Pekcan, 2021'de çek ve bonoların elektronik ortamda düzenlenmesine ve kambiyo işlemlerine konu edilmesine imkan sağlayacak sistemi hayata geçirmeyi hedeflediklerini bildirdi.

Ticaret Bakanı Pekcan, tüketici hakem heyetlerine bu yıl yüzde 50’si e-Devlet üzerinden gerçekleştirilen yaklaşık 544 bin başvurunun yüzde 59’unun tüketici lehine sonuçlandığını kaydetti.

Bakanlığının ilgili kuruluşu Helal Akreditasyon Kurumunu 15 ülkeden 33 akreditasyon başvurusu aldığını vurgulayan Pekcan, bu başvurulardan 4’ünün akreditasyonla sonuçlandırıldığını anlattı. 

Bakan Pekcan, sözlerini şöyle tamamladı:

 "Pandemi nedeniyle küresel ekonomide ve özellikle küresel tedarik zincirlerinde belli değişim ve dönüşümler yaşanacaktır. Önümüzdeki süreçte Türkiye, kilit pazarlara coğrafi yakınlık, nitelikli iş gücü, rekabetçilik, uluslararası norm ve standartlara uygun üretim kabiliyeti gibi avantajlarını da kullanarak küresel değer zincirlerinde daha da öne geçebilecek güce ve potansiyele sahiptir.
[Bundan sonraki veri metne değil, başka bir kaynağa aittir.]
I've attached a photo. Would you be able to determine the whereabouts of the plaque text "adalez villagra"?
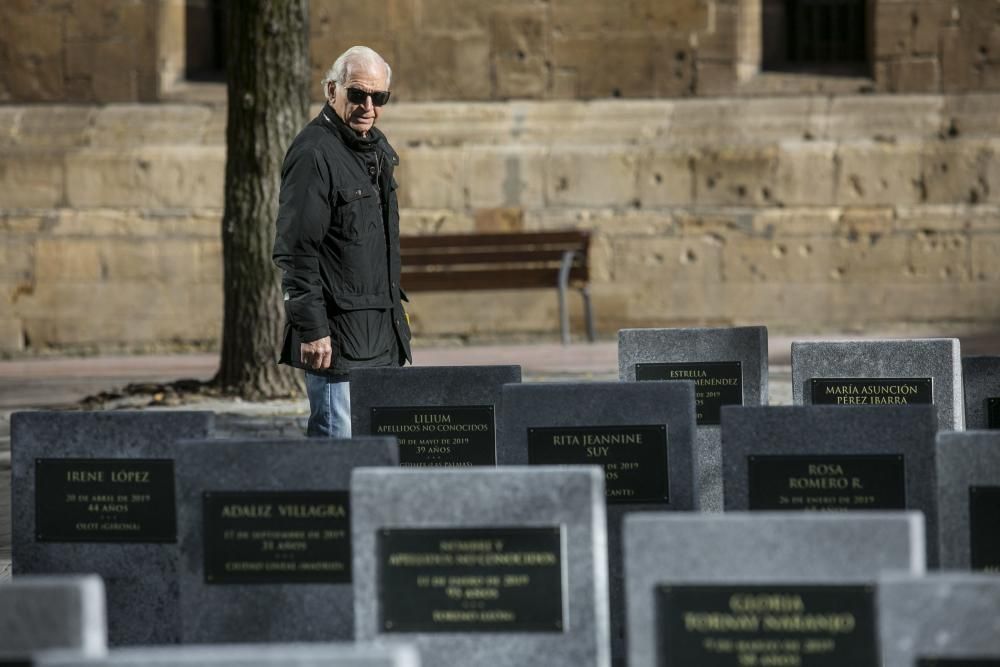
[202,491,351,584]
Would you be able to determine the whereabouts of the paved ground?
[0,332,1000,579]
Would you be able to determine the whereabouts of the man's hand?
[299,336,333,371]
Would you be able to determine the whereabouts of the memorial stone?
[351,366,521,467]
[625,512,925,667]
[177,437,399,643]
[962,357,1000,430]
[36,643,420,667]
[722,405,937,565]
[618,327,767,512]
[792,338,965,431]
[0,576,108,665]
[937,431,1000,574]
[878,572,1000,667]
[498,380,696,662]
[351,466,610,667]
[11,411,214,645]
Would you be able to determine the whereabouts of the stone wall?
[0,94,1000,354]
[0,0,1000,103]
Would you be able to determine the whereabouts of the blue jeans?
[306,371,351,438]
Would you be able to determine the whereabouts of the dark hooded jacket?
[273,104,410,373]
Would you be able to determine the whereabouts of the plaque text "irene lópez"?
[35,459,177,542]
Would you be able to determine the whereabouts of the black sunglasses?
[347,88,389,107]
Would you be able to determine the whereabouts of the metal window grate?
[785,0,867,65]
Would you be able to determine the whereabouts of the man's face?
[330,65,389,136]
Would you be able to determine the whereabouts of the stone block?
[904,231,972,282]
[618,327,767,512]
[175,437,399,644]
[462,146,548,208]
[694,146,778,206]
[351,366,521,467]
[0,149,66,209]
[351,466,611,667]
[792,338,965,431]
[878,572,1000,667]
[638,148,695,208]
[545,147,638,208]
[35,238,105,285]
[550,0,627,35]
[971,234,1000,282]
[625,516,925,667]
[937,434,1000,574]
[0,575,108,664]
[883,57,941,93]
[492,2,548,60]
[66,146,225,209]
[722,234,908,284]
[10,412,213,645]
[836,141,927,206]
[0,318,24,354]
[493,57,549,99]
[692,58,739,97]
[761,141,837,207]
[393,33,493,102]
[476,207,524,234]
[87,104,219,150]
[0,6,64,103]
[622,0,716,36]
[396,148,468,210]
[552,34,661,98]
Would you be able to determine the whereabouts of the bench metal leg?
[580,285,596,343]
[559,250,576,345]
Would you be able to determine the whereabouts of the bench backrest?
[400,230,590,291]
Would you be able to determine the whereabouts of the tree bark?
[215,0,309,399]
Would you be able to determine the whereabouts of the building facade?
[0,0,1000,354]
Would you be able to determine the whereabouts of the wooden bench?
[400,230,594,345]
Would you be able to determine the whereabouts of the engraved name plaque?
[35,459,177,543]
[635,361,743,426]
[378,526,564,632]
[809,378,934,405]
[656,585,879,667]
[969,486,1000,573]
[371,405,497,467]
[747,454,906,511]
[528,424,670,503]
[202,491,351,584]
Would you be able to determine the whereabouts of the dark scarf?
[322,102,383,153]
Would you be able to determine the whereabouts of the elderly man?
[273,46,410,438]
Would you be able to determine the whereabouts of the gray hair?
[323,46,392,99]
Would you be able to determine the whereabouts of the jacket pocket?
[333,183,374,243]
[333,294,392,311]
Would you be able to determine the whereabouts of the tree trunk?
[215,0,309,399]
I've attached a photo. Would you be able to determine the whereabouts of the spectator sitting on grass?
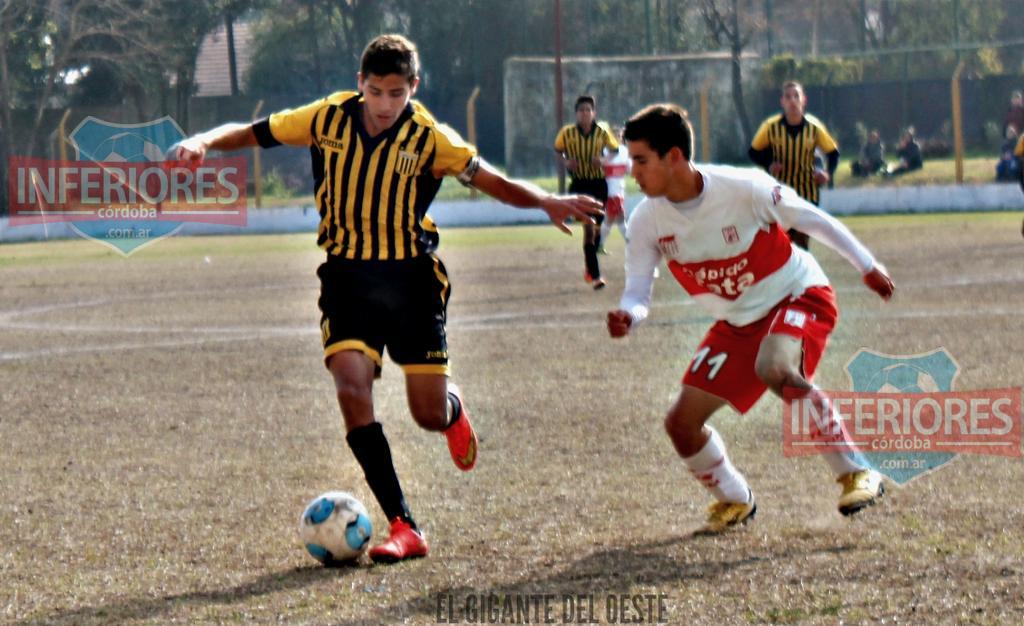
[887,128,924,176]
[850,130,886,176]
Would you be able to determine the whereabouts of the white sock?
[683,426,751,502]
[805,385,864,478]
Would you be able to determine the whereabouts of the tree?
[700,0,759,142]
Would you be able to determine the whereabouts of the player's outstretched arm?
[469,160,603,235]
[174,123,258,162]
[758,185,896,300]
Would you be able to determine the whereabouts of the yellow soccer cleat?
[695,494,758,535]
[836,469,886,515]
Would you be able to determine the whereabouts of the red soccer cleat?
[442,382,479,471]
[370,517,427,562]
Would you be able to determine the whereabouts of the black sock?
[583,244,601,281]
[345,422,416,529]
[444,391,462,430]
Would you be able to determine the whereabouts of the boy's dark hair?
[623,103,693,161]
[573,95,597,111]
[782,80,807,95]
[359,35,420,82]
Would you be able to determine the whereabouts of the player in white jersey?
[608,105,894,533]
[598,127,630,254]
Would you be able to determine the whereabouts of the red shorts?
[604,196,626,223]
[683,287,839,413]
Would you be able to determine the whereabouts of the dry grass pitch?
[0,214,1024,624]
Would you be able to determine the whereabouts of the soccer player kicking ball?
[608,105,894,533]
[177,35,601,562]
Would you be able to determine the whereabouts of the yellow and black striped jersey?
[555,122,618,180]
[751,113,839,204]
[253,91,476,260]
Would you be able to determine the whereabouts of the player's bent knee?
[334,377,373,411]
[409,398,449,430]
[754,359,801,389]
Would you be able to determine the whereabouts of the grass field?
[256,156,996,208]
[0,214,1024,625]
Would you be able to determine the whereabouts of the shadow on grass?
[24,536,854,625]
[333,535,855,626]
[15,566,360,626]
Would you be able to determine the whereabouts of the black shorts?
[316,254,452,377]
[569,178,608,225]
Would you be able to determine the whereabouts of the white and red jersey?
[601,145,632,198]
[620,164,874,326]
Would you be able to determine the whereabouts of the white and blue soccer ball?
[92,131,164,163]
[867,363,941,393]
[299,491,373,566]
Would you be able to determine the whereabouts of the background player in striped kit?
[555,95,618,289]
[598,126,631,254]
[749,81,839,250]
[177,35,601,562]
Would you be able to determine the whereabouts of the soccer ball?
[867,363,940,393]
[92,132,164,163]
[299,491,373,566]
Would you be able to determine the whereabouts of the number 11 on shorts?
[690,345,729,380]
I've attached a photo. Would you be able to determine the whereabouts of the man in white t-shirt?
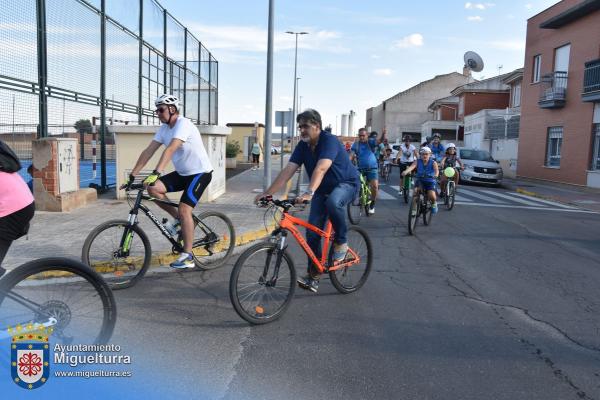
[396,135,418,196]
[124,94,213,268]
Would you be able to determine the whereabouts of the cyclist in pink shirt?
[0,170,35,276]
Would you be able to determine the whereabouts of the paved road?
[109,167,600,400]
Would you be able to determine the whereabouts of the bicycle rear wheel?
[81,220,152,290]
[192,211,235,270]
[0,257,117,344]
[328,226,373,294]
[229,243,296,325]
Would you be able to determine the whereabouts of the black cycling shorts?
[0,202,35,241]
[160,171,212,207]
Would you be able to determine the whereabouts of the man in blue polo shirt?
[256,109,359,292]
[350,128,379,214]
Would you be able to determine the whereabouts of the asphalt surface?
[105,167,600,400]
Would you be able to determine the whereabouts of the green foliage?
[225,140,242,158]
[73,119,92,133]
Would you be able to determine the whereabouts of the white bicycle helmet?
[154,94,180,111]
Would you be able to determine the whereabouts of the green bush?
[225,140,242,158]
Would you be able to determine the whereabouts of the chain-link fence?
[0,0,218,187]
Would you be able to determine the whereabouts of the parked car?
[458,148,503,186]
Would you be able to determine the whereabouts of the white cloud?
[373,68,393,76]
[467,15,483,22]
[392,33,424,49]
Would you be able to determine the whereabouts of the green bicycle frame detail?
[360,172,371,205]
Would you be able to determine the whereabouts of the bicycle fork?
[116,213,137,257]
[258,231,287,287]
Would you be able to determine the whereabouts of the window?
[513,82,521,107]
[554,44,571,72]
[546,126,563,167]
[592,124,600,171]
[531,54,542,83]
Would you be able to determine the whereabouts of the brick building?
[517,0,600,187]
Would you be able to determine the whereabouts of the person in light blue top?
[429,133,446,163]
[350,128,379,214]
[402,146,439,216]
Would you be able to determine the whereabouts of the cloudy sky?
[160,0,556,131]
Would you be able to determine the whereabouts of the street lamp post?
[286,31,308,149]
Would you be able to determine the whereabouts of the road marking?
[377,190,396,200]
[460,187,505,204]
[481,189,544,207]
[511,192,575,210]
[454,201,600,214]
[454,194,473,202]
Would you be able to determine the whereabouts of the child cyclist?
[440,143,465,197]
[402,146,439,214]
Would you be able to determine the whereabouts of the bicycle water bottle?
[163,218,181,236]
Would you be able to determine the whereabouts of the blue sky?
[161,0,556,132]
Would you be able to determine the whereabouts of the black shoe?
[296,275,319,293]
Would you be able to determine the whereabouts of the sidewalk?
[502,178,600,212]
[2,156,295,270]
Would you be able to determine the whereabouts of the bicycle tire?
[408,194,421,235]
[229,242,296,325]
[192,211,235,270]
[0,257,117,344]
[328,226,373,294]
[81,220,152,290]
[448,181,456,211]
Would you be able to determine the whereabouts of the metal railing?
[539,71,569,106]
[583,58,600,94]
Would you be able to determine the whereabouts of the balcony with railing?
[581,58,600,101]
[538,71,569,108]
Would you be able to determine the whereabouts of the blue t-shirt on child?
[290,131,359,194]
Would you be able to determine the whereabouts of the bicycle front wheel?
[0,257,117,344]
[229,243,296,324]
[81,220,152,290]
[329,226,373,294]
[192,211,235,270]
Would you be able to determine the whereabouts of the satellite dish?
[464,51,483,72]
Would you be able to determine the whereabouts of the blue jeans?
[306,183,358,273]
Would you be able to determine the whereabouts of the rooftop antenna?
[463,51,483,76]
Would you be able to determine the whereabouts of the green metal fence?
[0,0,219,187]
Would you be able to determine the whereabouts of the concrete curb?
[515,187,581,208]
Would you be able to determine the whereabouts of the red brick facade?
[517,0,600,185]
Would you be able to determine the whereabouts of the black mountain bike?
[0,257,117,344]
[408,187,433,235]
[81,184,235,289]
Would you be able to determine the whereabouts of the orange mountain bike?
[229,198,373,324]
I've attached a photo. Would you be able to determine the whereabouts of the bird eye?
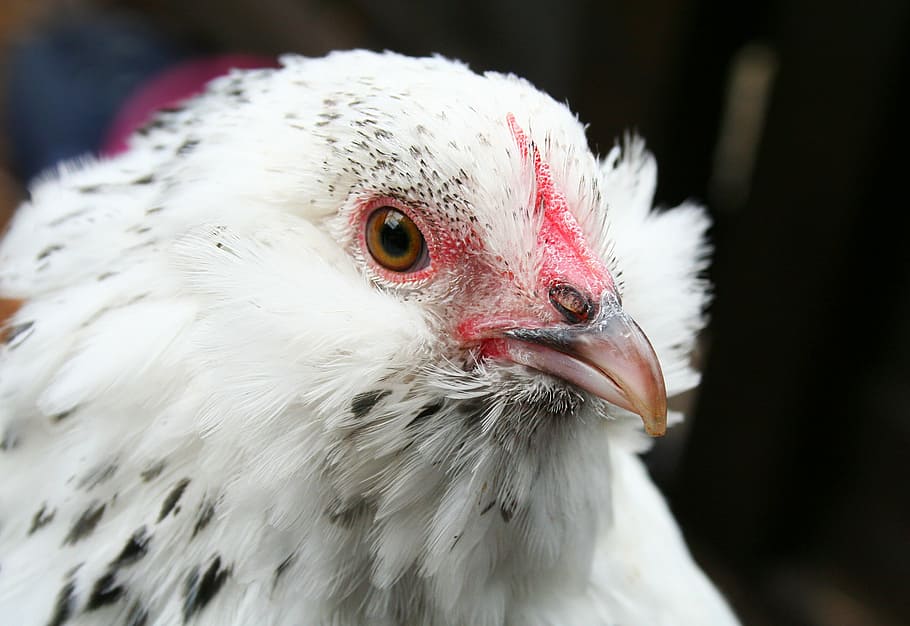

Yatırım ve ticaret alanlarındaki yeni fırsatları değerlendirerek, küresel değer zincirleri içinde daha da belirleyici bir aktör olabileceğimize ve yolumuza güçlenmiş şekilde devam edeceğimize inanıyoruz. Ticaret Bakanlığı olarak, tüm özel sektörümüz ve ilgili kuruluşlarla iş birliği halinde çalışma ve çabalarımızı bu doğrultuda sürdüreceğiz."